The WEC was left in a weird place after Porsche withdrew from the series, leaving Toyota as the lone manufacturer in its top class. The WEC was forced to rethink its entire operation as a result, and the series now wants to end with its biggest race, the 24 Hours of Le Mans. That’s tricky, as the last season followed a normal annual schedule and wrapped up in November, so as not to skip a year at Le Mans, the WEC is running a strange year-and-a-half long transitional season that ends with Le Mans in 2019.
Fortunately, Toyota is all about riding through that wacky schedule.
A statement from the Toyota Gazoo Racing LMP1 team confirms that they’re sticking to running a hybrid in the WEC, and that they were waiting on the full 2018-2019 rules to be approved before they made an announcement:
TOYOTA GAZOO Racing will compete in the 2018-19 FIA World Endurance Championship (WEC) season after reaffirming its commitment to the development of hybrid powertrain technology through motorsport.
Following the publication of the LMP1 regulations for next season, which Toyota has played an active part in defining, the team can commit to enter its TS050 HYBRID race cars for at least the 2018-19 season.
This was largely expected at this point, but it’s good to hear Toyota confirm it once and for all. I mean, one does not typically release a crazy Le Mans prototype-inspired concept car without sticking with a Le Mans prototype effort. (I’d still welcome Porsche shoehorning the good ol’ 919 drivetrain into a road car, though. Yo, Porsche, make that happen.)
The catch, of course, is that no other manufacturers have joined Toyota for this superseason. Porsche dropped the series after 2017, leaving privateer LMP1s—which haven’t had the best record of sticking around in the past—as Toyota’s only competition after the rules shake-up. Hopefully that changes with the new regulations, because my wish for endurance races is the same as the direction Mills Lane gives before each Celebrity Deathmatch: “I want a good, clean fight.”
Toyota Motor Corporation president Akio Toyoda also alluded to some big promises in the future for the road-car side in the team’s statement today, hopefully derived from their continued presence at Le Mans somehow:
Not only did we want to heighten environmental performance in terms of fuel efficiency and such, we also had a very strong desire to create hybrid cars that made drivers feel that driving is fun, and that made them want to keep at it and want to let the cars keep on going.
This year, I went to Le Mans for the first time and heard people cheering for Toyota. I also heard many people saying that they would like to see Toyota come out with a hybrid sports car like our cars in the race.

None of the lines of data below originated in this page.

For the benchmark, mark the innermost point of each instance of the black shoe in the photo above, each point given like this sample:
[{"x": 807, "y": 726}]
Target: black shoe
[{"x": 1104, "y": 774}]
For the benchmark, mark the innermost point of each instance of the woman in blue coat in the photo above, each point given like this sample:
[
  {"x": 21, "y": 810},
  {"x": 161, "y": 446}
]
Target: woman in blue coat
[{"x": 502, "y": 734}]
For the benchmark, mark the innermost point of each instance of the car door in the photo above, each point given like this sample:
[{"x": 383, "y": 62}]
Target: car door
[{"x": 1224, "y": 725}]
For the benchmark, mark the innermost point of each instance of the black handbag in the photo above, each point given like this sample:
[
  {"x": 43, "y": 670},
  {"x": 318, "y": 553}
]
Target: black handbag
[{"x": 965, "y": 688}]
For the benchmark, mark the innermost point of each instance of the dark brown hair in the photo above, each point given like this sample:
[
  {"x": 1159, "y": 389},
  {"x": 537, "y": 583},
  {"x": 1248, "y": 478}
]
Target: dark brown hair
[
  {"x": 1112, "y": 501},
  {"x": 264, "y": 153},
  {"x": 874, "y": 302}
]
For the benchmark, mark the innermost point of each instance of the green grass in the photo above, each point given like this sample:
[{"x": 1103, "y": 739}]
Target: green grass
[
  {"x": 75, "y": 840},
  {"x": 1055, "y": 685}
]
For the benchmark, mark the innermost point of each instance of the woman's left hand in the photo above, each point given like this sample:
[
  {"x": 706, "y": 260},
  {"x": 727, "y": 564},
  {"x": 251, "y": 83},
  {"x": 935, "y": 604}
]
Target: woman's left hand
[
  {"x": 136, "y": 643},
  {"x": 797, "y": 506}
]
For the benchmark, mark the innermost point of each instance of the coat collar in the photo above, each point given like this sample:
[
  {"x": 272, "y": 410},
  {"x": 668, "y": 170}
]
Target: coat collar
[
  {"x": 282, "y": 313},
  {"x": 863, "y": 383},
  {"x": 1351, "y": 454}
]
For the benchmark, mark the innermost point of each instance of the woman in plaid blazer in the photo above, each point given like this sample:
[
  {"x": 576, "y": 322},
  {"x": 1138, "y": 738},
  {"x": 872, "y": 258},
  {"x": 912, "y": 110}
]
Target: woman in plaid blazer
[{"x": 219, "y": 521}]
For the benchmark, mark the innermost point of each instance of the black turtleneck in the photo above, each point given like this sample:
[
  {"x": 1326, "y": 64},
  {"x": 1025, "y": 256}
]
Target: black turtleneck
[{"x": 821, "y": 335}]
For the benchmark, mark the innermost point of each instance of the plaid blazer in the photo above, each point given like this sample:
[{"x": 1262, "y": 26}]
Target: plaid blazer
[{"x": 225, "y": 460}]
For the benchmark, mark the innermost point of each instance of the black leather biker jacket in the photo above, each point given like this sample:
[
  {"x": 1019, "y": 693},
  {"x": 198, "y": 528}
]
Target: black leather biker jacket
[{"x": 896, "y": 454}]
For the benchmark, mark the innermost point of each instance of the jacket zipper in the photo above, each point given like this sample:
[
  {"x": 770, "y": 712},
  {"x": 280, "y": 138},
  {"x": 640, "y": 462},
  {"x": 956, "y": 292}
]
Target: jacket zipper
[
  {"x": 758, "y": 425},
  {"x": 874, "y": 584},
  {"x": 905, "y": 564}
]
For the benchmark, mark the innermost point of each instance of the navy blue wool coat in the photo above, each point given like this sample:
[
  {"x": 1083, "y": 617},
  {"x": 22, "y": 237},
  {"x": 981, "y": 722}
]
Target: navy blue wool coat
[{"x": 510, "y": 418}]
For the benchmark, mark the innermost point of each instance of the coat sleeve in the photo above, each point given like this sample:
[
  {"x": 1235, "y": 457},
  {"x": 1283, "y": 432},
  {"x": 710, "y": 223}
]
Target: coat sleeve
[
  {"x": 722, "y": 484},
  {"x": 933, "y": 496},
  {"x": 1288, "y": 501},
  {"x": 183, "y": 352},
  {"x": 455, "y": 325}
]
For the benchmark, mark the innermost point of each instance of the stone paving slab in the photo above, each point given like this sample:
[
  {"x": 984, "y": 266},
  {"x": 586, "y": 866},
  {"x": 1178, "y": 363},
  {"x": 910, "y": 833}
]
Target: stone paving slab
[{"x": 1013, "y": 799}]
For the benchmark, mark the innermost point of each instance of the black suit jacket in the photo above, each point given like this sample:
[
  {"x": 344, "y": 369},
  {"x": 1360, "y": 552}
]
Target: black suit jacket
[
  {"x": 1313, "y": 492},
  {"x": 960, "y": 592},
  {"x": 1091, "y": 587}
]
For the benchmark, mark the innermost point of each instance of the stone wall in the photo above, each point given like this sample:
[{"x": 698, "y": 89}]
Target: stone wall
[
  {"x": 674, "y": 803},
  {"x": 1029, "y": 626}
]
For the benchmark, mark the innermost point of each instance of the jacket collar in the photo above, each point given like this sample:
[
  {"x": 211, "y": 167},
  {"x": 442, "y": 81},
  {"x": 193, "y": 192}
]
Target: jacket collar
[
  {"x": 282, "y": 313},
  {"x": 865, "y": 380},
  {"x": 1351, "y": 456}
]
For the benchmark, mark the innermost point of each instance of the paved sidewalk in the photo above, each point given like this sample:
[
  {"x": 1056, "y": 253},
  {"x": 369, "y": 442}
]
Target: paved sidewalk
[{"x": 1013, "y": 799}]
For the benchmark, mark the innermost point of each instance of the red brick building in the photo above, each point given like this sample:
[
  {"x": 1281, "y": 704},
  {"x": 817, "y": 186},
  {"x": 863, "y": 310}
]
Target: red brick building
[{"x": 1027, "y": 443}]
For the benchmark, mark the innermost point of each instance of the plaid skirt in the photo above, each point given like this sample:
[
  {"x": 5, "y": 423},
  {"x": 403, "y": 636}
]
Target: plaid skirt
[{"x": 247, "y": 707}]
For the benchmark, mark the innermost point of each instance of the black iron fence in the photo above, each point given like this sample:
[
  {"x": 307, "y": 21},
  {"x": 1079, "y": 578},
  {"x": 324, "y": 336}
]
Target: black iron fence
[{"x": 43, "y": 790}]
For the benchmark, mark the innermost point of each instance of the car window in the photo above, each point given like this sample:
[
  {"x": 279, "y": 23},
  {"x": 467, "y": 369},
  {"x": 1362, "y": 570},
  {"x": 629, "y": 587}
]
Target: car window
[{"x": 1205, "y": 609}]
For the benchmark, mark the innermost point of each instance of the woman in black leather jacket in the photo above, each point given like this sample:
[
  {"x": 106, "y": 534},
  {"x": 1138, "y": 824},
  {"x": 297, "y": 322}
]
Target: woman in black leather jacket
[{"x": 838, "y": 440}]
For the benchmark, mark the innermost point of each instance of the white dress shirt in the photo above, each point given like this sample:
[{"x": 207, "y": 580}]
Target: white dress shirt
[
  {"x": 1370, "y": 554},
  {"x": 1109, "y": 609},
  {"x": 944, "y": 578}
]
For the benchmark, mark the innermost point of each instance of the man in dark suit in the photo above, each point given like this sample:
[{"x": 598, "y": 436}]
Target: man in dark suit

I, too, would like us to produce just such a car, and I think it would be one that would help make cars fun for the next 100 years.
We’re gonna need to see (and drive) the receipts for that. I know how much fun the instant torque from an electrified car can be, but most mass-market hybrids don’t let enough of that torque loose to have any fun. The Prius series is basically today’s Paseo—y’all keep calling it fun and the low horsepower and torque stats don’t support that claim.